Along the 60-mile drive from Wickenburg to Prescott (historic US Route 89) the map showed County Road 109, a side road leading to the ghost town of Stanton. That sounded interesting so we set off to explore. Oh my, what a long, lumpy bumpy detour those few miles turned out to be. We traveled very slowly, 15 to 20 miles per hour, to avoid being bounced off the Explorer's headliner. Each mile of scenery looked the same as every other mile. I called "Stop!" for a picture of any interesting sight, just to get out of the car and walk around. 


Interesting sight 1: a bullet-riddled sign for a dairy farm not far from the city. There was no green pasture here - do you suppose the cows care?




Interesting sight 2: a handful of range horses, curious to see if we had any treats I suppose. What do they graze on, in the midst of acres and acres of dry ground and cactus? 




Interesting sight 3: some pieces of mining equipment scattered around the hills,  but not a person in sight (not aboveground anyway). 




I had expected Stanton to be a quiet, deserted site with a few old buildings. So why was there so much traffic kicking up dust on this stretch of gravel road? Weeks later I googled Stanton and discovered the old ghost town is now owned by the Lost Dutchman’s Mining Association and has been transformed into an RV campground. That explained the traffic, but not why RVers would find this location so attractive. These must be serious hobbyists who come to prospect for gold in the Rich Hill area. There were scores of white sticks in the ground everywhere that could have been claim stakes. LDMA owns 125 acres; ample room for a lot of prospecting.

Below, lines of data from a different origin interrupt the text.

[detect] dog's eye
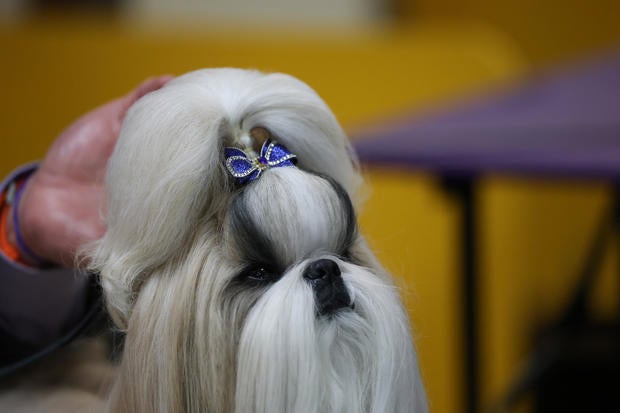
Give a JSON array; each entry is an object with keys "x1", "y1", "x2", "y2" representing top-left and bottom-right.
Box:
[{"x1": 241, "y1": 266, "x2": 278, "y2": 284}]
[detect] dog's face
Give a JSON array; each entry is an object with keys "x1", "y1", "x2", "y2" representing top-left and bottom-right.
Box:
[
  {"x1": 90, "y1": 69, "x2": 427, "y2": 412},
  {"x1": 223, "y1": 169, "x2": 357, "y2": 322},
  {"x1": 222, "y1": 168, "x2": 423, "y2": 412}
]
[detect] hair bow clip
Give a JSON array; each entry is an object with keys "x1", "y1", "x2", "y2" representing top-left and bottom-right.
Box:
[{"x1": 224, "y1": 138, "x2": 297, "y2": 185}]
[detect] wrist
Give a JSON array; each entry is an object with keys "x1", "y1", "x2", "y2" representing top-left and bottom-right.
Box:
[
  {"x1": 14, "y1": 175, "x2": 54, "y2": 267},
  {"x1": 0, "y1": 172, "x2": 52, "y2": 268},
  {"x1": 4, "y1": 205, "x2": 40, "y2": 268},
  {"x1": 1, "y1": 179, "x2": 32, "y2": 265}
]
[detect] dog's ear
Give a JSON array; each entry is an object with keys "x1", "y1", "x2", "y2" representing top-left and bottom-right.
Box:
[{"x1": 88, "y1": 82, "x2": 233, "y2": 326}]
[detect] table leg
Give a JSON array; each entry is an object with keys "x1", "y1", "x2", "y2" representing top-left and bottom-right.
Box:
[
  {"x1": 613, "y1": 184, "x2": 620, "y2": 320},
  {"x1": 442, "y1": 176, "x2": 479, "y2": 413}
]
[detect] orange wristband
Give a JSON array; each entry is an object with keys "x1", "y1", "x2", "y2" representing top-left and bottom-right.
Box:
[{"x1": 0, "y1": 180, "x2": 31, "y2": 265}]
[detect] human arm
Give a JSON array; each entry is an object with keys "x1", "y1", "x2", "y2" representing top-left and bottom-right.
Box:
[{"x1": 0, "y1": 76, "x2": 172, "y2": 370}]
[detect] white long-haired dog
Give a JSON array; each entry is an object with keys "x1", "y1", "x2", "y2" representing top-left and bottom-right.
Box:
[{"x1": 2, "y1": 69, "x2": 428, "y2": 412}]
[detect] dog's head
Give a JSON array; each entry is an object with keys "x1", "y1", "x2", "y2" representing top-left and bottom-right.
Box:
[{"x1": 89, "y1": 69, "x2": 426, "y2": 412}]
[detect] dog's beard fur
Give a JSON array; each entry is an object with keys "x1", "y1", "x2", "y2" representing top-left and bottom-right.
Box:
[{"x1": 4, "y1": 69, "x2": 427, "y2": 412}]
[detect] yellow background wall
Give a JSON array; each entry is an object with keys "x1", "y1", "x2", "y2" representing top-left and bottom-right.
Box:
[
  {"x1": 1, "y1": 4, "x2": 619, "y2": 412},
  {"x1": 401, "y1": 0, "x2": 620, "y2": 65}
]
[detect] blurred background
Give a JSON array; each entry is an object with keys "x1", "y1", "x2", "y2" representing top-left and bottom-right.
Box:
[{"x1": 1, "y1": 1, "x2": 619, "y2": 412}]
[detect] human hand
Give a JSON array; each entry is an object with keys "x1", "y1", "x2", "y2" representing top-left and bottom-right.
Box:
[{"x1": 6, "y1": 76, "x2": 173, "y2": 267}]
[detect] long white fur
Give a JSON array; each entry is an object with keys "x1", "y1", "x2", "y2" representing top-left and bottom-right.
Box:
[
  {"x1": 235, "y1": 259, "x2": 426, "y2": 413},
  {"x1": 83, "y1": 68, "x2": 428, "y2": 412}
]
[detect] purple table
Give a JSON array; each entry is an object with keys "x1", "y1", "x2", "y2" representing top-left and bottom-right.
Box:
[
  {"x1": 355, "y1": 50, "x2": 620, "y2": 179},
  {"x1": 354, "y1": 50, "x2": 620, "y2": 413}
]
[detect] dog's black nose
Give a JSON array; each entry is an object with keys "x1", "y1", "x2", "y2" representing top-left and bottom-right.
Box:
[
  {"x1": 303, "y1": 258, "x2": 341, "y2": 281},
  {"x1": 303, "y1": 259, "x2": 352, "y2": 316}
]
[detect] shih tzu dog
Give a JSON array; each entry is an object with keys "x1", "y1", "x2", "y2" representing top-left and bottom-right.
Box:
[{"x1": 3, "y1": 69, "x2": 428, "y2": 412}]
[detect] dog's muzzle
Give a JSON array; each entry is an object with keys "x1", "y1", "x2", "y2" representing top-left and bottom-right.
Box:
[{"x1": 303, "y1": 259, "x2": 353, "y2": 316}]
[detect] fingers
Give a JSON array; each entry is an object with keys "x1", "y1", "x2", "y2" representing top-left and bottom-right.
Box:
[
  {"x1": 91, "y1": 75, "x2": 172, "y2": 135},
  {"x1": 134, "y1": 75, "x2": 175, "y2": 100},
  {"x1": 121, "y1": 75, "x2": 175, "y2": 112}
]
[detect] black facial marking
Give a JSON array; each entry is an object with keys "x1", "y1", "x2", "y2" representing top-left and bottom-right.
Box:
[
  {"x1": 228, "y1": 192, "x2": 281, "y2": 271},
  {"x1": 319, "y1": 175, "x2": 358, "y2": 257}
]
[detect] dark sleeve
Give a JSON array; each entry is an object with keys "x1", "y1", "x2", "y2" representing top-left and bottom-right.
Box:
[{"x1": 0, "y1": 165, "x2": 101, "y2": 374}]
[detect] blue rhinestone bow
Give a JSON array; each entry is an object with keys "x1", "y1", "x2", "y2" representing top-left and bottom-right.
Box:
[{"x1": 224, "y1": 139, "x2": 297, "y2": 185}]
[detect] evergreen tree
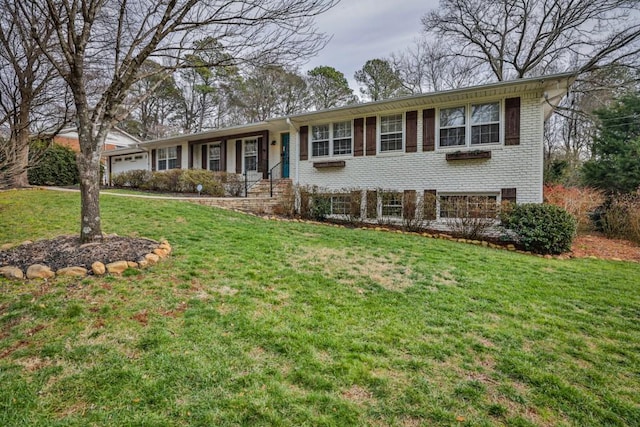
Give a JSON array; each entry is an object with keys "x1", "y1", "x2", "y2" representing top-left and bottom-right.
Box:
[{"x1": 582, "y1": 93, "x2": 640, "y2": 193}]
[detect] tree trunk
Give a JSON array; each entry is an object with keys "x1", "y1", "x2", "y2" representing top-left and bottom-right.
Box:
[
  {"x1": 77, "y1": 145, "x2": 103, "y2": 243},
  {"x1": 12, "y1": 143, "x2": 30, "y2": 187}
]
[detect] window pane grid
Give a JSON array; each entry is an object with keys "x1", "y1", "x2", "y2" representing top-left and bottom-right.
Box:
[
  {"x1": 439, "y1": 195, "x2": 498, "y2": 218},
  {"x1": 380, "y1": 114, "x2": 403, "y2": 152},
  {"x1": 244, "y1": 140, "x2": 258, "y2": 172},
  {"x1": 313, "y1": 140, "x2": 329, "y2": 157},
  {"x1": 333, "y1": 138, "x2": 351, "y2": 155},
  {"x1": 381, "y1": 192, "x2": 403, "y2": 217},
  {"x1": 331, "y1": 195, "x2": 350, "y2": 215}
]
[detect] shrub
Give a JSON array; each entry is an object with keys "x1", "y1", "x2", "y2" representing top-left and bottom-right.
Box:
[
  {"x1": 142, "y1": 169, "x2": 182, "y2": 192},
  {"x1": 28, "y1": 143, "x2": 79, "y2": 186},
  {"x1": 222, "y1": 173, "x2": 244, "y2": 197},
  {"x1": 441, "y1": 195, "x2": 498, "y2": 240},
  {"x1": 177, "y1": 169, "x2": 224, "y2": 196},
  {"x1": 501, "y1": 203, "x2": 577, "y2": 255},
  {"x1": 593, "y1": 193, "x2": 640, "y2": 244},
  {"x1": 111, "y1": 169, "x2": 151, "y2": 187},
  {"x1": 544, "y1": 185, "x2": 604, "y2": 232}
]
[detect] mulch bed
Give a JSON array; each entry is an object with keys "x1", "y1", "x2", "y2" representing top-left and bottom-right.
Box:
[
  {"x1": 570, "y1": 233, "x2": 640, "y2": 263},
  {"x1": 0, "y1": 235, "x2": 159, "y2": 272}
]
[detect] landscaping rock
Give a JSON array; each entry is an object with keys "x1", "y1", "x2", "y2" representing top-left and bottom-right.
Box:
[
  {"x1": 1, "y1": 243, "x2": 13, "y2": 250},
  {"x1": 57, "y1": 266, "x2": 88, "y2": 277},
  {"x1": 127, "y1": 261, "x2": 139, "y2": 269},
  {"x1": 144, "y1": 253, "x2": 160, "y2": 265},
  {"x1": 153, "y1": 248, "x2": 168, "y2": 258},
  {"x1": 0, "y1": 266, "x2": 24, "y2": 280},
  {"x1": 92, "y1": 261, "x2": 106, "y2": 275},
  {"x1": 106, "y1": 261, "x2": 129, "y2": 274},
  {"x1": 138, "y1": 259, "x2": 149, "y2": 268},
  {"x1": 26, "y1": 264, "x2": 55, "y2": 280}
]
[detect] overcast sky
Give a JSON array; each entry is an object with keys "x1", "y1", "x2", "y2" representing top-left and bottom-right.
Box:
[{"x1": 303, "y1": 0, "x2": 440, "y2": 93}]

Stanton appears much tamer now than it was during its Gold Rush past. (click here for a summary) Following an 1863 gold discovery at nearby Rich Hill, the stage stop called Antelope Junction grew rapidly into a boom town.  Charles P. Stanton (a colorful, perhaps unsavory character) renamed the town after himself in 1871. Stanton was shot and killed in his store in 1886, but the town continued to prosper until gold mining ended and it finally became a ghost town.


Interesting Stanton factoid: (found here)
The Saturday Evening Post, which bought the town in the late 1950s, gave the 10-acre site away in a jingle contest. The New York winner of the contest had no idea what to do with a beat-up ghost town and sold it.
Notice the dusty, curving gravel road heading up the the hill in the photo below. County Road 109 remained as bumpy as ever on drive out of Stanton. However the scenery became greener as we wandered up and over one hill, down and around another hill, and up another hill... Finally we reconnected with Hwy 89 at Yarnell and continued on the way to Prescott. 




We departed Wickenburg, elevation 2056 feet, in the warm morning sunshine. By late afternoon the pine tree city of Prescott, elevation 5400 feet, offered cooler sunshine. Cool? oh yes, there was snow on the ground along the shady side of the road. It felt like we had toured two different Arizonas in one day.